A. HUI (China Evangelical Seminary, Taipei)
The present article assesses the relationship of the concept of the Spirit of prophecy in Judaism to Pauline pneumatology. Since the functions and effects of the Spirit of prophecy in Judaism are disputed, the scholarly debate is reviewed, followed by a comparison of the Jewish concept and the Pauline view of the Spirit, demonstrating points of commonality and difference.

Ecclesiastes and the end of wisdom

M.A. SHIELDS (University of Sydney)
Many readers of Ecclesiastes have contrived to discover orthodox meaning for the words of Qohelet. An examination of two such readings reveals the shortcomings of both and paves the way for an alternative understanding of the book. Close analysis of the epilogue reveals that, although partially favourable towards Qohelet himself, the epilogist is unequivocally critical of the sages as a group. It appears that the epilogist may thus have employed Qohelet's words in order to reveal the failure of the sages and warn their prospective students to adhere to the commands of God. The book of Ecclesiastes thus functions as a tract designed to discredit the wisdom movement, using the sage Qohelet's own words in order to do so.

Review article: Galatians, by Philip F. Esler

M. BONNINGTON (St John's College, Durham)
Philip Esler's new contribution to the Routledge NT Readings series is one of the boldest and most comprehensive attempts to use social scientific methods to shed new light on a NT text. In his study of Galatians, Esler examines a letter that has been subject not only to much renewed theological analysis in the light of the 'new perspective on Paul' but has also be a central locus of rhetorical criticism.

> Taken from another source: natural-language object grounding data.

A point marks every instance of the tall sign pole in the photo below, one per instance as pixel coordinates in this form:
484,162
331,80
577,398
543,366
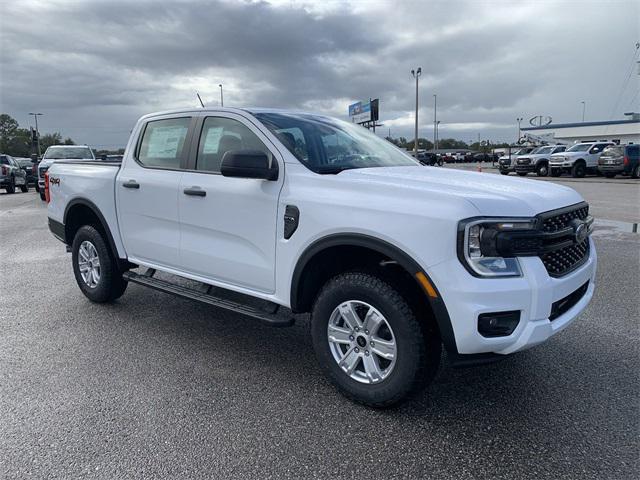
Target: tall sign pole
416,74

New Testament pseudonymity and deception

This study provides afresh an answer to the question: 'If pseudonymous letters exist in the New Testament, what can be said about their intention and reception?' Chapter 1 provides a survey of scholarship, which shows the need for the present inquiry.
Three views currently dominate the issue: (1) they were not written to deceive their readers regarding their authorship, but nonetheless their readers were deceived; (2) they were not written to deceive their readers, and they did not in fact do so; and (3) they were written to deceive their readers and they were successful in doing so.
A fourth alternative, standing in contrast to the previous three, is that no pseudonymous works exist in the NT.

Translating the Bible

Developments in translation theory have externalised processes used intuitively by translators for centuries. The literature on Bible translation in particular over the last half century is dominated by Eugene A. Nida and his protégés in the United Bible Societies (UBS) and Wycliffe Bible Translators whose work is informed by a wealth of inter-cultural experience.
This thesis is a critique of the Dynamic Equivalence (DE) theory of translation propounded by Nida, exemplified in the Good News Bible (GNB), and promoted in non-Western languages by the UBS.